There are a number of issues faced when developing for VR which simply aren’t evident in the development of traditional proscenium arch videogames. Simulator sickness is perhaps the most widely known, but also basic design such as size and shape, colour and sound, must be rethought afresh in order to convey the same experience well. Of course, The Creative Assembly have already covered these basis in the VR demo they made available at the Electronic Entertainment Expo (E3) back in June of this year and subsequently at last month’s EGX in London, but what else would need to be changed? VRFocus has been through the videogame with a fine toothcomb to uncover the issues that may be facing The Creative Assembly and their potential high-profile VR release.
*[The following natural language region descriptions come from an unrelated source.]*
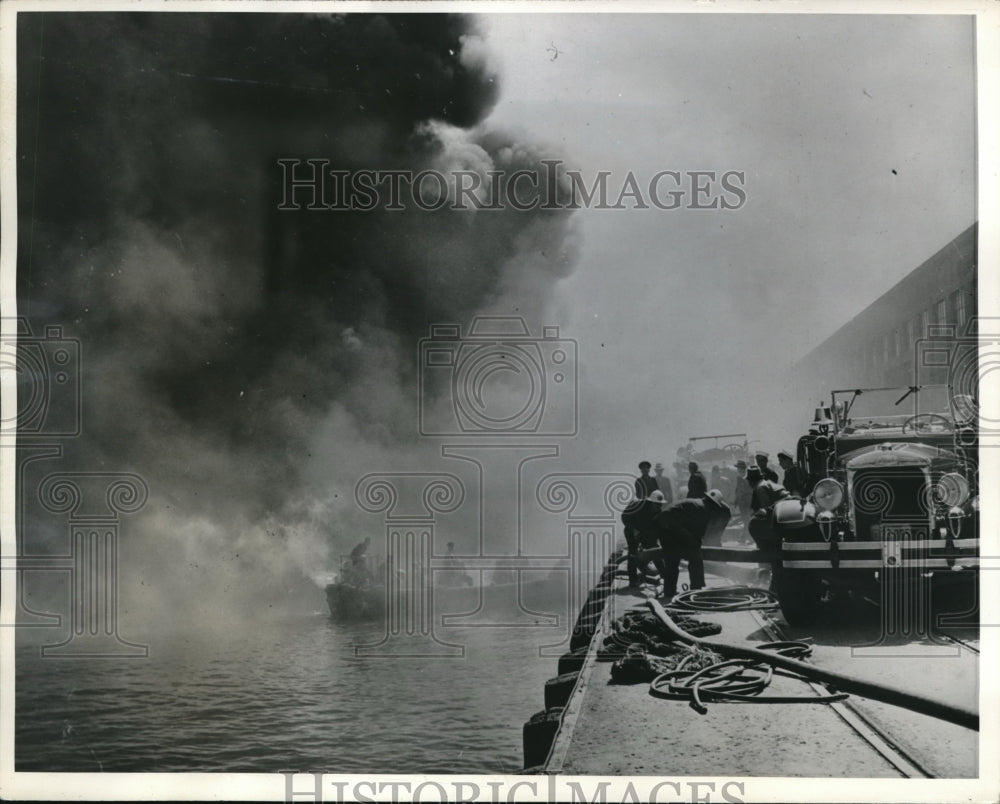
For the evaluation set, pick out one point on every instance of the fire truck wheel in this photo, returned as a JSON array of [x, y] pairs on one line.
[[799, 594]]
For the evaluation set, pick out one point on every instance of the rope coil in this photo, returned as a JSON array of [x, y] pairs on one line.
[[735, 681], [725, 598]]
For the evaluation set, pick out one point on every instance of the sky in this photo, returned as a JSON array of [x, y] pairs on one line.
[[252, 363], [856, 135]]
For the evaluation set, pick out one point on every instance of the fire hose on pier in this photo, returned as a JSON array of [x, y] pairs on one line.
[[729, 679]]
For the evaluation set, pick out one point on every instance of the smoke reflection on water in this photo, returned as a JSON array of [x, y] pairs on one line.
[[293, 698]]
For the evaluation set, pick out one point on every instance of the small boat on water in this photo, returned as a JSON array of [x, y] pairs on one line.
[[361, 597]]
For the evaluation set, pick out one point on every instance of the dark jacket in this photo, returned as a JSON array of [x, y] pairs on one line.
[[767, 493], [795, 481], [691, 520], [697, 487]]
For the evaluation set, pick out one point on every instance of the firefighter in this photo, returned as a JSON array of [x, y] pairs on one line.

First and foremost, Alien: Isolation‘s menu system is not designed for VR. This may seem like an insignificant issue at first, but those who have played ‘traditional’ videogames modded for VR will know that your enjoyment of a title can begin and end with its menu system. In the case of Alien: Isolation, an entire overhaul of the frontend would be required as well as in-game menu system. There isn’t a HUD as such to speak of, however in-game text would of course need to be presented as part of the world in some way. And there’s another text-based problem…
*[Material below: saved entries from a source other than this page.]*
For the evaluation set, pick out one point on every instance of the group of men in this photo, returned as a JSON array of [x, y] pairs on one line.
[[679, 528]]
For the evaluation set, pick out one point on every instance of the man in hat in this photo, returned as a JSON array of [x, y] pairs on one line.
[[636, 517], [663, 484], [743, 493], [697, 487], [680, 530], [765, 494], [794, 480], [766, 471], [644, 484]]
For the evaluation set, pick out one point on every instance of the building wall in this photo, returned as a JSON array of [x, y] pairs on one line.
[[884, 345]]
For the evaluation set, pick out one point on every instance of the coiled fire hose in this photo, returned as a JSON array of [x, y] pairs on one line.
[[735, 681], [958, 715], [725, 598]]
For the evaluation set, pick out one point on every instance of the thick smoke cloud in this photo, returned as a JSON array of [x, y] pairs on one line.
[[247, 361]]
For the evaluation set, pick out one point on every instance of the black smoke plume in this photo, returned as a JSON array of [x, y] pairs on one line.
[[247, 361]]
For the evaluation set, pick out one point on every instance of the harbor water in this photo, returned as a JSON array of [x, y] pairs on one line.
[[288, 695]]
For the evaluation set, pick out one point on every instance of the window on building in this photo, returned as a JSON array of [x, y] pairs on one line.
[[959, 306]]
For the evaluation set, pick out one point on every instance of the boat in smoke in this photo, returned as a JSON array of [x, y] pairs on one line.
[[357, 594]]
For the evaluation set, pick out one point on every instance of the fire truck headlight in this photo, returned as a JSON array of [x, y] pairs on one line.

…the in-game monitors. On a flat 2D screen the 1970’s mechanical keyboard clunks and block text on the monitors add brilliantly to the atmosphere and perfectly replicate those of the film. In VR however, the text would appear almost illegible and the position of the camera (in the case of fire-person videogames, the player’s eyes) would be far too close for comfort.
This is an issue that has been overcome – and in a commendable fashion – already. The tracker is available to the player at all times, called upon by a button press. In the VR version of Alien: Isolation this would cause considerable issues, so instead the tracker is viewable at all times simply by looking down. The player can still call upon it, raising it to the centre of their field-of-view, but it’s far more natural to simply look at the tracker. This is clearly a conscious design decision on behalf of the team at The Creative Assembly.
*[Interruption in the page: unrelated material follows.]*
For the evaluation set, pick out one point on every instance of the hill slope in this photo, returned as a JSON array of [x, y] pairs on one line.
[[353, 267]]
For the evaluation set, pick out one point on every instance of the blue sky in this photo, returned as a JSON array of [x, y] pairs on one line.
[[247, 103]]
A feature of Alien: Isolation designed to simulate real-world experience is the alternating focus. When looking at an object near-by, for example the aforementioned tracker, objects in the distance will become blurred and vice-versa. In VR however, the player can witness the whole scene at once and thus everything will remain in focus. The Creative Assembly would have to find a way to bring the focus switching to VR without disorientating the player. A wider field-of-view in a head-mounted display (HMD) will help with this as they player’s eyes will be drawn to the area in which they need to look, thus naturally limiting the ability to absorb the whole environment.
Cutscenes were once thought to be a deadly enemy of VR. This is no longer the case, and instead it’s the transitions of which we should be wary. Alien: Isolation features black fades between gameplay and cutscene, but often the in-between locks head-movement. A simple solution is available here: slower fades and freedom of head movement until the cutscene begins to fade back in.
Unlike cutscenes, there is still no excuse for forcing the player’s head to move in VR. Sadly, Alien: Isolation does feature numerous moments wherein the player’s control of Amanda Ripley is ripped away from them: interacting with objects, climbing ladders, highlighting events and plot direction, end-of-level tripwires etc. All of these will need to be rethought for VR.